Mr. Antony's aides, however, said it was incumbent on Gen. Singh to explain why he had not acted in the year-and-half since the offer was made, by either ordering an inquiry into the affair or seeking the blacklisting of the firm.
Significantly, the Army, in a statement on March 6, accused Lieutenant-General (retd.) Tejinder Singh of offering a bribe on behalf of a company that supplies trucks. Issued in the context of separate allegations related to the alleged bugging of Mr. Antony's office, the release did not state to whom the bribe offer was made and whether action was taken.
Though the Army Chief did not name the firm involved in the bribery charge, government sources say he was referring to Tatra all-weather trucks that have been in service since 1986.
Rashmi Verma, Joint Secretary in charge of land systems in the Department of Defence Production, said the trucks were being produced by the public-sector giant Bharat Earth Movers Limited (BEML) under licence from Czech firm Omnipol.
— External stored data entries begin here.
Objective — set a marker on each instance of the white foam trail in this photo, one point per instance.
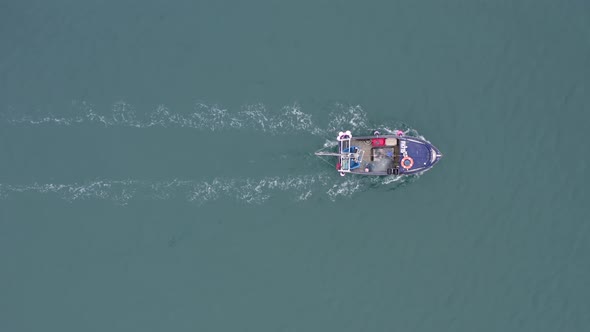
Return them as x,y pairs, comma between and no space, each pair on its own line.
208,117
250,191
285,120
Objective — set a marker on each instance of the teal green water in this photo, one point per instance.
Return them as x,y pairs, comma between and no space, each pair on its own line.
156,167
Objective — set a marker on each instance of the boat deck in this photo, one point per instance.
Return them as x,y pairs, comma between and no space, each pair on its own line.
376,158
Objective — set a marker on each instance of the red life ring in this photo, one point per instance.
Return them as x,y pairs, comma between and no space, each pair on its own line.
407,162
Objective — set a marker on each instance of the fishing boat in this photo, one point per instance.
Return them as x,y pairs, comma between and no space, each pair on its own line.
382,155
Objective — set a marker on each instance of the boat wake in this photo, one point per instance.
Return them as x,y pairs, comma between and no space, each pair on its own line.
288,119
326,186
256,117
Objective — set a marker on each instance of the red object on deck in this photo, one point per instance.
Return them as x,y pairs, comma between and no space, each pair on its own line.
378,141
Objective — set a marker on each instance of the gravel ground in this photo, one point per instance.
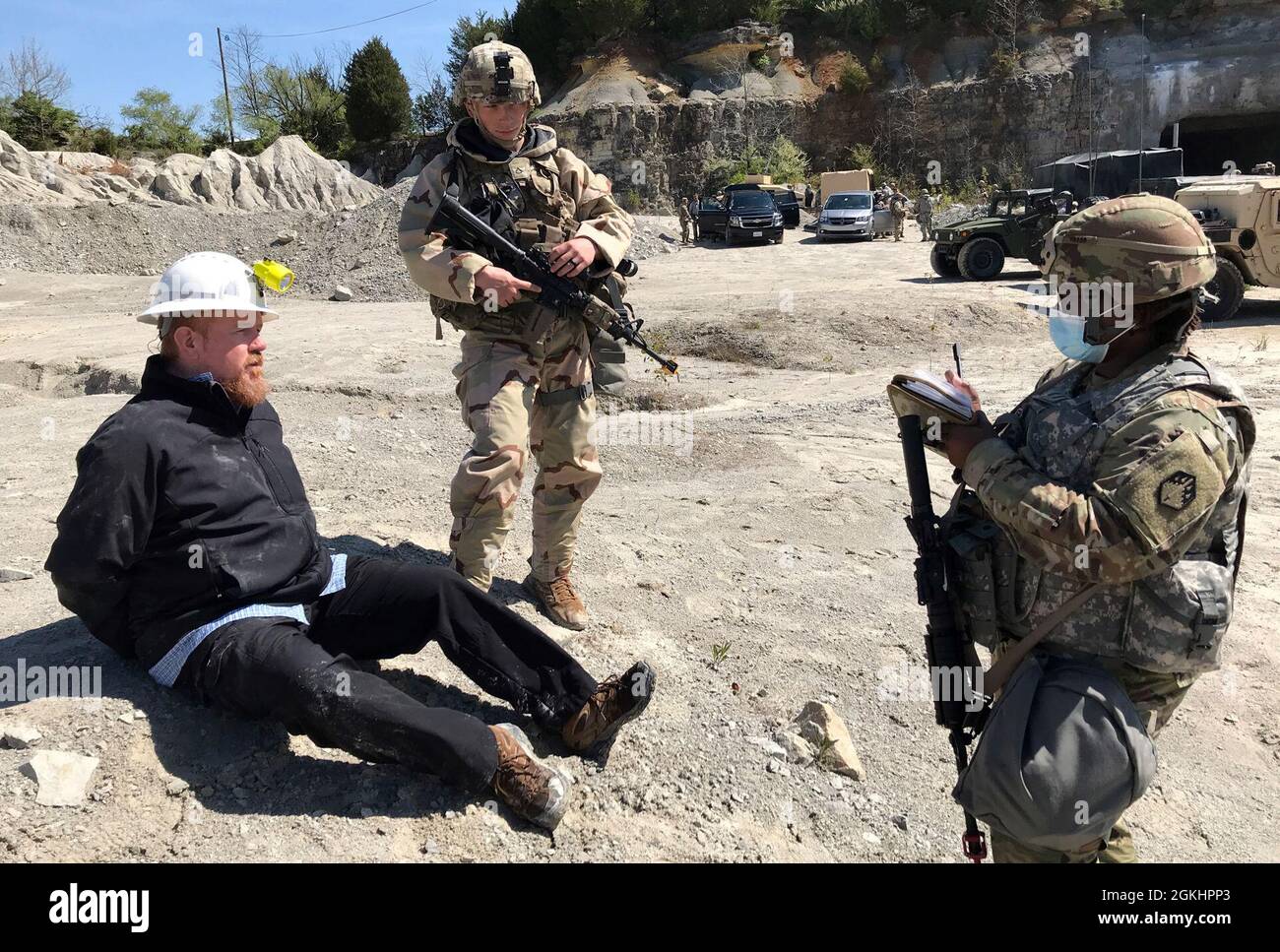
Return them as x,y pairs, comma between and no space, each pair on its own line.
753,550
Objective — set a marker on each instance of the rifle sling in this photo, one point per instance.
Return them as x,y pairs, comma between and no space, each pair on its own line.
1002,669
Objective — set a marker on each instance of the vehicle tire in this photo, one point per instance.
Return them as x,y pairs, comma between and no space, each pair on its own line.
981,259
1228,286
942,265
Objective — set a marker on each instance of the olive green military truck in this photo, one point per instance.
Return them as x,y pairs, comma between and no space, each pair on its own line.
1014,226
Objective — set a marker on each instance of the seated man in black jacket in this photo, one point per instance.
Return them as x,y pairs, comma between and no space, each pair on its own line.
188,542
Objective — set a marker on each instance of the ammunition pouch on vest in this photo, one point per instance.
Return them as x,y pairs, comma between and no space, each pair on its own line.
532,210
608,355
1172,621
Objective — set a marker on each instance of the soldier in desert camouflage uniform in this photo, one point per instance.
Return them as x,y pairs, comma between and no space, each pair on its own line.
1125,469
525,376
897,204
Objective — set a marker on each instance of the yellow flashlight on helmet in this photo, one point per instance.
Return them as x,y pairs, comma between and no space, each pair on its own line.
273,276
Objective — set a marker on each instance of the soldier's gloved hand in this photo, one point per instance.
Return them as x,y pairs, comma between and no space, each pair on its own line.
959,383
570,259
499,285
959,440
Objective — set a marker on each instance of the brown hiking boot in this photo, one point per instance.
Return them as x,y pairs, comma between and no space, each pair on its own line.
528,786
613,703
559,602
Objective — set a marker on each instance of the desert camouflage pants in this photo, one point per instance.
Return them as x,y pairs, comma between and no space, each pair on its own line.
519,398
1156,696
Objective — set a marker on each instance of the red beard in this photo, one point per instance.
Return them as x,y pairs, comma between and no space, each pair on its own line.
250,388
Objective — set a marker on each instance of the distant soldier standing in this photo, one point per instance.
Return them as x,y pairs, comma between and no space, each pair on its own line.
925,214
685,222
525,375
897,209
1118,490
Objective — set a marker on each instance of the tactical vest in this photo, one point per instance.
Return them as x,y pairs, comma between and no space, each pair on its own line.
543,217
1172,621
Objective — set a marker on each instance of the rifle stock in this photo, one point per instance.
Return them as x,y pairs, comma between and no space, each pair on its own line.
950,656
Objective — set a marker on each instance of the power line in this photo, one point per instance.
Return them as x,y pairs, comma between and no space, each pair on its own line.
346,26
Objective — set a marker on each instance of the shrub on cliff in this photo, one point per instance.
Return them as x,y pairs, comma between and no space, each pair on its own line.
854,78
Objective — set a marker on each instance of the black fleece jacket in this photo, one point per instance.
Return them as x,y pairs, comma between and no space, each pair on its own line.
184,507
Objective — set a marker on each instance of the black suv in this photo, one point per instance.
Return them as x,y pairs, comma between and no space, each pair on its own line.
745,213
789,205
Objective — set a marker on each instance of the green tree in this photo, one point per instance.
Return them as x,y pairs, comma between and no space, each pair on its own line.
473,31
378,101
37,123
786,161
158,123
431,107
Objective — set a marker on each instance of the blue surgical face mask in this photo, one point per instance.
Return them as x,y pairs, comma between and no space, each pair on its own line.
1066,332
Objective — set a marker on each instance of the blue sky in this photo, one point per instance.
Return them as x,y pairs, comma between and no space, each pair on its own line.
114,47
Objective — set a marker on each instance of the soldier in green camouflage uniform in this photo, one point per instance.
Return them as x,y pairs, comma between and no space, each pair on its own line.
525,375
1125,470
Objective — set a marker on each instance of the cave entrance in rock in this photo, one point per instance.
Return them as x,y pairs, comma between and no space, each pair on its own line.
1208,141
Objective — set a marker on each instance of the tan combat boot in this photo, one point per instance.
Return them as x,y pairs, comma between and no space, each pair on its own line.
613,703
558,601
528,786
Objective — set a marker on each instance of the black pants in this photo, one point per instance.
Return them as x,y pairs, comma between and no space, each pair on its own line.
305,675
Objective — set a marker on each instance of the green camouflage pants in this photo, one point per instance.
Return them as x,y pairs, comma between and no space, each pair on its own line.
1156,696
502,383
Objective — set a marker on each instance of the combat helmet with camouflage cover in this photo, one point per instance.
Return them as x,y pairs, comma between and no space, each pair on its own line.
1146,240
497,72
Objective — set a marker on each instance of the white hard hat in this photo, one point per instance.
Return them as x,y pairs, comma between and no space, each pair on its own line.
206,285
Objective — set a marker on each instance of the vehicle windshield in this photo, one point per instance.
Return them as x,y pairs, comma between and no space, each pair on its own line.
750,200
849,201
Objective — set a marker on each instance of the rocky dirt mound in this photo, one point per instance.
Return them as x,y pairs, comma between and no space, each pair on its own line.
286,175
353,246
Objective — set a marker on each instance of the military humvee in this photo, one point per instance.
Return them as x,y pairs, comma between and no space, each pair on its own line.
1014,226
1241,214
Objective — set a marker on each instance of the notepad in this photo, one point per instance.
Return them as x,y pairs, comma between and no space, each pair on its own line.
926,394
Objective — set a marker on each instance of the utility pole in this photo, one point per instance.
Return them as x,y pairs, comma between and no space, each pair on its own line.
1142,115
226,94
1088,98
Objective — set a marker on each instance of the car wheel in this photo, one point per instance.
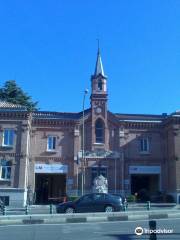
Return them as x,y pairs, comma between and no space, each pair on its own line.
109,209
69,210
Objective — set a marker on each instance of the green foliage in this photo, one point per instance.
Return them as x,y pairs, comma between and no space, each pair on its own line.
12,93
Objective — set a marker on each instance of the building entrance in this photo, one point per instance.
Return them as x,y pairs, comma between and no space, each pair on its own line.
50,188
147,182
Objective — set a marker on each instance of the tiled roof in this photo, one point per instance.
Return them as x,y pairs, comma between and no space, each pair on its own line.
140,117
58,115
11,106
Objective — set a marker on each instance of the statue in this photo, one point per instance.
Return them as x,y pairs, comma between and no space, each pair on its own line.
100,184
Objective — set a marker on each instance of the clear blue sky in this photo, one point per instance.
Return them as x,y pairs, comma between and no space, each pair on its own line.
49,47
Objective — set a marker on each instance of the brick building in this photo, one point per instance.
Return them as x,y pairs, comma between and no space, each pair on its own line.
42,152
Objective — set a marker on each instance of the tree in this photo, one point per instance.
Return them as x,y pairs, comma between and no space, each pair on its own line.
12,93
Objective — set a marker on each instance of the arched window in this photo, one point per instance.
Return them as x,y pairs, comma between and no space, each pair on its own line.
99,131
100,85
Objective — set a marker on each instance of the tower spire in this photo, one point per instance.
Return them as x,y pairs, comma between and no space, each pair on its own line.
99,67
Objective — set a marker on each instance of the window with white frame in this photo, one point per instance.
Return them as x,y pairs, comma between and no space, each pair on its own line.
51,143
5,170
97,171
8,137
144,145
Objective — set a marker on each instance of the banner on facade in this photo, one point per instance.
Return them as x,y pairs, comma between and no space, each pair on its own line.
50,168
144,169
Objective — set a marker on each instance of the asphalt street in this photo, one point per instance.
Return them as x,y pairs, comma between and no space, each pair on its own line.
91,231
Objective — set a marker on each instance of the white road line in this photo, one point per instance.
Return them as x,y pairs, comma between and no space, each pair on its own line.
89,223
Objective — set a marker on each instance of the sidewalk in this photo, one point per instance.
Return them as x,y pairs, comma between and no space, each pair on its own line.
88,217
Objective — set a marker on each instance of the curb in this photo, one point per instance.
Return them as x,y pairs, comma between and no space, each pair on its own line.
84,218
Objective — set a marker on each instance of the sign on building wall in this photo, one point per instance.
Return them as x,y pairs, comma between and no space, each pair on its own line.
144,169
50,168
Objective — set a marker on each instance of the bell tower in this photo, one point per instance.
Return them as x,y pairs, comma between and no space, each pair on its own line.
100,137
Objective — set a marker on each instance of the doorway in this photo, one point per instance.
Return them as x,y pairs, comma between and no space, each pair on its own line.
49,188
149,182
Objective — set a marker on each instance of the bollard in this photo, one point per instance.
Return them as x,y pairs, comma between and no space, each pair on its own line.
51,209
125,206
4,210
26,210
148,205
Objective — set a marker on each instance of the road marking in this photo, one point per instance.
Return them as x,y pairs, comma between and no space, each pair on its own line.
89,223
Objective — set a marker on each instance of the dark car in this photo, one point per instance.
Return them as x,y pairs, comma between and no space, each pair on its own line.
94,202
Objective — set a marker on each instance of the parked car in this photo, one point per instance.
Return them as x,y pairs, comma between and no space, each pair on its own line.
94,202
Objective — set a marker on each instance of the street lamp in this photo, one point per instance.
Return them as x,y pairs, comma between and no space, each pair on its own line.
83,175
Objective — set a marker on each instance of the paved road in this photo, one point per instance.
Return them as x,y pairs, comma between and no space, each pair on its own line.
89,231
45,209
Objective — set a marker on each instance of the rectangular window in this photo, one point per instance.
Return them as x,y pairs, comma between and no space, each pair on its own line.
51,143
144,145
8,137
97,171
5,170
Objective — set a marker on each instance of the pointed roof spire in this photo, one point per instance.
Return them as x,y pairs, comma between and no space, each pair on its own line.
99,66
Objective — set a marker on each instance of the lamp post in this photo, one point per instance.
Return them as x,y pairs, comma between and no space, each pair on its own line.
83,155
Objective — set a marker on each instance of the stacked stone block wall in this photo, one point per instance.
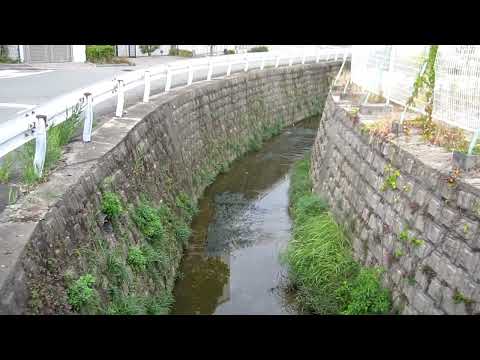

In 1997, BEML signed a contract with British firm Sispox for indigenisation of the trucks. “We have never received complaints about the quality of Tatra trucks.”
Opposition parties demanded that the Prime Minister and Mr. Antony come out with all information. Charging the Defence Minister with “inaction and indecision,” the Bharatiya Janata Party said Mr. Antony's style of functioning was a reflection of the sorry state of affairs of the United Progressive Alliance government.